Metallic, copper, silver and gold leaf, are incorporated in the work to illustrate Bell’s interest in value and the desire to consume that which is deemed valuable. Bell’s wooden traps are depicted as comfortable spaces to inhabit, yet they simultaneously serve to illustrate the lure of escapism in all of its forms including consumerism and the comfort found in the unchanged and unchallenged. In drawing upon our shared and intersecting histories, Bell weaves together a coherent picture of the conflicted realities that shape who we are and who we can be.

Bell theorizes that these works are of the same family. They share the same intentions. They define themselves through sound, space and time. They slip through clear definitions and assumptions. They are layered in shifting multiple fragmented identities. They are washed in metaphor, simile, and duality. Their faces are masks, they masquerade an extension of their spirit. They are both old and new. They are Kin.

Aisha Tandiwe Bell received a B.F.A in Painting and Arts Education and a M.S. in Art and Design Education from Pratt. In 2005 she received a NYFA fellowship in Performance Art/Multidisciplinary Work and was a 2006 Skowhegan Fellow.

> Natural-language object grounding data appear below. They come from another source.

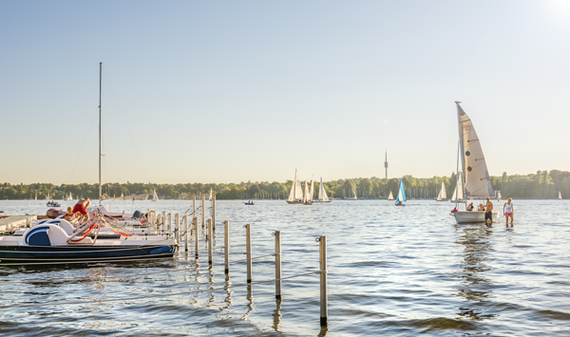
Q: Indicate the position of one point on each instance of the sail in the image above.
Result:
(458, 192)
(322, 192)
(442, 193)
(476, 176)
(401, 193)
(296, 189)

In 2008 she received a M.F.A in Ceramics from Hunter College. Bell’s work has been included in exhibitions at The Harvey Gantt Center in Charlotte, NC, The National Museum of Catholic Art, The Rosa Parks Museum, Edna Manely College in Kingston, Jamaica and the Museum of Contemporary African Diasporan Arts. In 2018 Bell was among 14 artists commissioned to create permanent works of art for Adjaye Associates’ new electrical switching station in Newark, New Jersey. In 2020, Bell was an artist in residence at Wassaic Project in Wassaic New York. Bell lives and works in New York City.